Lately Canada has seemed hopeful for a growing economy, with economists expecting gradual gains in jobs throughout the country this year. Despite our hopes for the best case scenario, the job market in Canada looks like it just took a turn for the worse.
Completely unforeseen, Canada's economy dropped 51,600 jobs this month, with Ontario holding the biggest loss of employment in almost a decade.
The information was released by Statistics Canada this morning. With a reversal of all the employment that was gained earlier this year, the country will be seeing a sluggish labour market.
It's expected that now the Bank of Canada will be making a move over the next few months to increase borrowing costs.
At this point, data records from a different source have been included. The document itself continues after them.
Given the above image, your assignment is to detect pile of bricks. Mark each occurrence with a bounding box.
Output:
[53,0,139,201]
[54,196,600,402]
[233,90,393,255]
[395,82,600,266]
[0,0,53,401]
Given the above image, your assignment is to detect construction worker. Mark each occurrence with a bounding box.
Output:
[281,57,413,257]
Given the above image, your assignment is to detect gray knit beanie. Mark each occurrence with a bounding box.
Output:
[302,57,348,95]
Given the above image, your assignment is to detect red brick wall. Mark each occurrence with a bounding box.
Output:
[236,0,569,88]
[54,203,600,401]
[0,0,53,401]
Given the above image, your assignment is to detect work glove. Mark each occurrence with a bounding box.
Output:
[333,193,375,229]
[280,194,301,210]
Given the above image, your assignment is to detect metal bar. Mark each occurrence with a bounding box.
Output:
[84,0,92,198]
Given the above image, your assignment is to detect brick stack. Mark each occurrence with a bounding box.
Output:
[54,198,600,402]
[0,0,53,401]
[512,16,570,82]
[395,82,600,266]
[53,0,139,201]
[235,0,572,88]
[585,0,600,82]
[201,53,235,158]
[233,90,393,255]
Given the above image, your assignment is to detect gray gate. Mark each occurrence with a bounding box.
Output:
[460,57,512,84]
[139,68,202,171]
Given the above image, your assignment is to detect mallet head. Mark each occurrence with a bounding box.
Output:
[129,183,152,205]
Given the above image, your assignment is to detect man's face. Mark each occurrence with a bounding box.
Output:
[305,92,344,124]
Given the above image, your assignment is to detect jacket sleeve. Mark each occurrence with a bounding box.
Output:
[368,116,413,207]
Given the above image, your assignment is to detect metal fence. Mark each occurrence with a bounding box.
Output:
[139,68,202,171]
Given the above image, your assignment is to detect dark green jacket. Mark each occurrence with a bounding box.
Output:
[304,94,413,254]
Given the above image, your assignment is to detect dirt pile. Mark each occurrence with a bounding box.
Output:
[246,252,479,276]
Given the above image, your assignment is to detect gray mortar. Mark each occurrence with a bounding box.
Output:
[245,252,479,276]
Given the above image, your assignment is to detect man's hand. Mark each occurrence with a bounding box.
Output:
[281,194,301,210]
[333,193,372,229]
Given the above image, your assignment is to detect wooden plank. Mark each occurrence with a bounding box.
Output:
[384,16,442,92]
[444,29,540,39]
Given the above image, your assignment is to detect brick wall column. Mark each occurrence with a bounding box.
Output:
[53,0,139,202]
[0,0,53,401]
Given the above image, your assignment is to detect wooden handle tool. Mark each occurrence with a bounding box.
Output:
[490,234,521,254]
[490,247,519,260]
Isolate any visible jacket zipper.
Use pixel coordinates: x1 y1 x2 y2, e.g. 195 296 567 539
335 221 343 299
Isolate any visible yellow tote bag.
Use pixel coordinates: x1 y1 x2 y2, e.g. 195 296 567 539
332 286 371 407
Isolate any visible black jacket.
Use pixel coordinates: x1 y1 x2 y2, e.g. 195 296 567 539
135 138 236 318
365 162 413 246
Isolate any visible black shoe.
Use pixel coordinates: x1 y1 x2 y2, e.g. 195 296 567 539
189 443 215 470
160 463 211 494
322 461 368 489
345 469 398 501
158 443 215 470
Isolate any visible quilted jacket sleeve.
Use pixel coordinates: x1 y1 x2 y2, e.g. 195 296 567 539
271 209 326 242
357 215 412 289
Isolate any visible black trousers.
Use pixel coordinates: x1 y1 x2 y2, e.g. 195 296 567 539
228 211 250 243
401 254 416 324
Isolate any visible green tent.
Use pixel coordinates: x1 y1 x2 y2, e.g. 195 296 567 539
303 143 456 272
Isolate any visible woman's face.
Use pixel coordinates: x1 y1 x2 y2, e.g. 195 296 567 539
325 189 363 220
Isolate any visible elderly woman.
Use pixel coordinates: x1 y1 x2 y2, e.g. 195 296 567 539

The Bank of Canada has raised their interest rates four times since last year in an attempt to keep up with price gains correlated to the current economy.
This year so far the economy has gotten rid of 14,600 jobs with part-time employment down by 111,900.
The most excrutiating month this year was August. Yes, not only was last month horrible for its summer heatwaves, but also for its net loss.
It was the second largest monthly decline since the Great Recession.
The unemployment rate in Canada has risen to 6 per cent, higher than even the economist's expectations for the month.
As a consequence, the Canadian dollar sank 0.3 per cent before rising back up to 0.4 per cent on Thursday.
Both construction and professional services were the broad areas of job loss, with Ontario leading with the largest rate of unemployment.
It's safe to say that right now Canada's economy isn't looking as good as we previously thought.
It's uncertain whether more massive job losses will occur in the upcoming months.